The devices - whose miniaturization over time set in motion the race for faster, smaller and cheaper electronics - have been shrunk so much that the day is approaching when it will be physically impossible to make them tinier.

Once chip makers can't squeeze any more into the same-sized slice of silicon, the dramatic performance gains and cost reductions in computing over the years suddenly could slow. And the engine that has driven the digital revolution, and modern economy, could grind to a halt.

Even Gordon Moore, the Intel Corp. cofounder who famously predicted in 1965 that the number of transistors on a chip should double every two years, sees that the end is fast approaching - an outcome the chip industry is scrambling to avoid.

Preparing for the day they can't add more transistors, chip companies are pouring billions of dollars into plotting new ways to use the current transistors, instructing them to behave in different and more powerful ways.

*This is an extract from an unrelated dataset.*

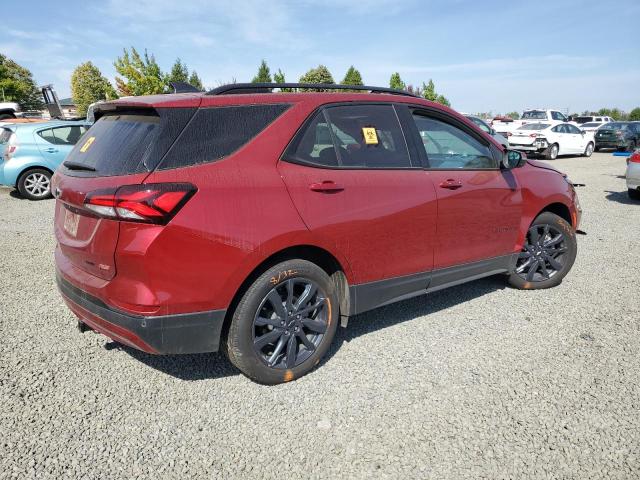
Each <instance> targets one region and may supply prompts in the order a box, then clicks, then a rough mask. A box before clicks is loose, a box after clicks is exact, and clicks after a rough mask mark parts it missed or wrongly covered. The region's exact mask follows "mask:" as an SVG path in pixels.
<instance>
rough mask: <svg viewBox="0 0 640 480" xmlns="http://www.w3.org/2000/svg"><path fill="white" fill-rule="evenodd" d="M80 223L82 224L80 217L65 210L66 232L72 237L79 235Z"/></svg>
mask: <svg viewBox="0 0 640 480" xmlns="http://www.w3.org/2000/svg"><path fill="white" fill-rule="evenodd" d="M78 223H80V215H78V214H77V213H74V212H72V211H71V210H68V209H65V211H64V231H65V232H67V233H68V234H69V235H71V236H72V237H74V238H75V237H76V235H78Z"/></svg>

Intel, the world's largest semiconductor company, predicts that a number of "highly speculative" alternative technologies, such as quantum computing, optical switches and other methods, will be needed to continue Moore's Law beyond 2020.

Transistors work something like light switches, flipping on and off inside a chip to generate the ones and zeros that store and process information inside a computer.

The transistor was invented by scientists William Shockley, John Bardeen and Walter Brattain to amplify voices in telephones for a Bell Labs project, an effort for which they shared the Nobel Prize in physics.

On Dec. 16, 1947, Bardeen and Brattain created the first transistor. The next month, on Jan. 23, 1948, Shockley, a member of the same research group, invented another type, which went on to become the preferred transistor because it was easier to manufacture.

Transistors' ever-decreasing size and low power consumption made them ideal candidates to replace the bulky vacuum tubes then used to amplify electrical signals and switch electrical currents. AT&T saw them as a replacement for clattering telephone switches.

Transistors eventually found their way into portable radios and other electronic devices, and are most prominently used today as the building blocks of integrated circuits, another Nobel Prize-winning invention that is the foundation of microprocessors, memory chips, and other kinds of semiconductor devices.

Since the invention of the integrated circuit in the late 1950s - separately by Texas Instruments Inc.'s Jack Kilby and future Intel cofounder Robert Noyce - the pace of innovation has been scorching.

The number of transistors on microprocessors - the brains of computers - has leaped from several thousand in the 1970s to nearly a billion today, a feat that has unleashed previously unimaginable computing power.

"I think [the transistor] is going to be around for a long time," Moore said. "There have been ideas about how people are going to replace it, and it's always dangerous to predict something won't happen, but I don't see anything coming along that would really replace the transistor."